According to the passage, which one of the following was true of the physics community

Answer choices

  1. Neglected vs. Rejected17% picked this

    It neglected earlier theoretical

    There were earlier theoretical developments discussed in the beginning of paragraph 2, but the physics community didn't neglect them, i.e. fail to consider. The physics community rejected them. They listened to the idea that it was possible to break an atom apart, but they thought the idea that their experiment, involving bombarding uranium with neutrons, would be as likely to involve splitting atoms apart as it would be for a pebble through a window to collapse a house. There was a common view that this "theoretical possibility" was, in principle, possible, but it wasn't going to happen in practical reality. I can see being somewhat tormented by this answer, but it's a stretch to say that the calculations produced by some theoretical physicists qualify as "a theoretical development", and it's a stretch to say that by considering and rejecting this idea, the physics community was neglecting this deveopment.

  2. Out of Scope: reevaluate calculations15% picked this

    It reevaluated calculations indicating that atoms could

    The only calculations discussed come from the theoretical researchers at the beginning of the 2nd paragraph. The physics community seems to accept the legitimacy of the calculations, in principle, but thinks we're never gonna see an atom get split in real life. They reevaluated that interpretation / evaluation of the calculations, but they never reevaluated the calculations.

  3. Too Strong: never Contradicted13% picked this

    It never identified the by-products of neutron bombardment

    It definitely didn't initially identify the by-products, but the physicist Otto Frisch in late 1938 had already identified barium and technetium as resulting by-products of the bombardment. So at some point in the 1930s (not never), the physics community did identify the by-products.

  4. Too Strong: easiest Opposite3% picked this

    It showed that uranium atoms were the easiest

    The physics community did not think that uranium atoms could be split (other than maybe as a theoretical possibility in a research paper). So they definitely weren't showing that uranium atoms are the easiest to split. (although if they are easy to split, that probably explains why uranium is a desired substance when someone is trying to build a nuclear weapon)

  5. Correct52% picked this

    It recognized the dangers of working with

    Why this is right

    Some correct answers just deserve to be booed out of the room. "Booooo!

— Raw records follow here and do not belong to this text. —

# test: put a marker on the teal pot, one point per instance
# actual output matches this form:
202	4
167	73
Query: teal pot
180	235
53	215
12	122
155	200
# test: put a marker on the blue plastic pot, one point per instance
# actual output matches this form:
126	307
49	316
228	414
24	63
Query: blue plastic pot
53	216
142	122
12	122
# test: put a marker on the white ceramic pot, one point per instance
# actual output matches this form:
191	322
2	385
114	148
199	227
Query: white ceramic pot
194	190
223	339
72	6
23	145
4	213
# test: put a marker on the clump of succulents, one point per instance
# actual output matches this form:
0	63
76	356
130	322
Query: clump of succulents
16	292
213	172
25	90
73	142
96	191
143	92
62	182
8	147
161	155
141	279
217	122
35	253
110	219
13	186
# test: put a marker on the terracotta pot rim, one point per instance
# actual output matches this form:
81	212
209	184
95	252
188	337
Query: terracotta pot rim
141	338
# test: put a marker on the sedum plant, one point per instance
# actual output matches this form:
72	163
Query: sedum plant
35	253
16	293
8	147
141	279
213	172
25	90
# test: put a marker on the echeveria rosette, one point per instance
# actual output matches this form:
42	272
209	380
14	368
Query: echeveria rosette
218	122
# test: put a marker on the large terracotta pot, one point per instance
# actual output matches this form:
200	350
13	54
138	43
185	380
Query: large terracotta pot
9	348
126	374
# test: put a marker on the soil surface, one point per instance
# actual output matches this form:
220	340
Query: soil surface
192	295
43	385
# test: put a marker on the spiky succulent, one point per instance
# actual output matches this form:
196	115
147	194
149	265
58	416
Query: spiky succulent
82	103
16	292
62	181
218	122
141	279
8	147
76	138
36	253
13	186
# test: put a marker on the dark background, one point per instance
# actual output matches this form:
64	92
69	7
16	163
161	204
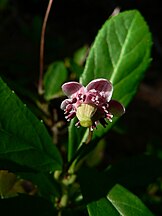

Get outta here (E). This test sucks!" All of those are healthy, normal reactions. This is the sort of correct answer that is just testing a needle in a haystack line reference. You don't want to blame yourself for not having seen it coming. But ... you want to work on yourself, when it comes to the fact that you may have looked at the answer at too quickly decided it was wrong (maybe even grayed it out). We need to be more agnostic about whether something was talked about. Our memories are far from perfect, and LSAC is perfectly happy to test certain moments of the passage that were small, obscure, and not worth remembering on a first read. We can use Ctrl/Command + F as our friend, if we think there's a keyword we could search for. Here, I would consider "radioactive". When we start searching for it, it shows up twice in the early part of the 3rd paragraph. The 3rd sentence lays out a causal difference-maker: These [byproducts of the uranium bombardment] remained unidentified partly because precise analyses were hampered by the minute quantities of the substances and the dangers of working with highly radioactive materials. Why weren't scientists doing precise analyses on these radioactive byproducts? - one reason was the dangers of working with radioactive materials If scientists were avoiding studying this stuff because of the dangers of working with it, then they clearly recognized the dangers of working with it.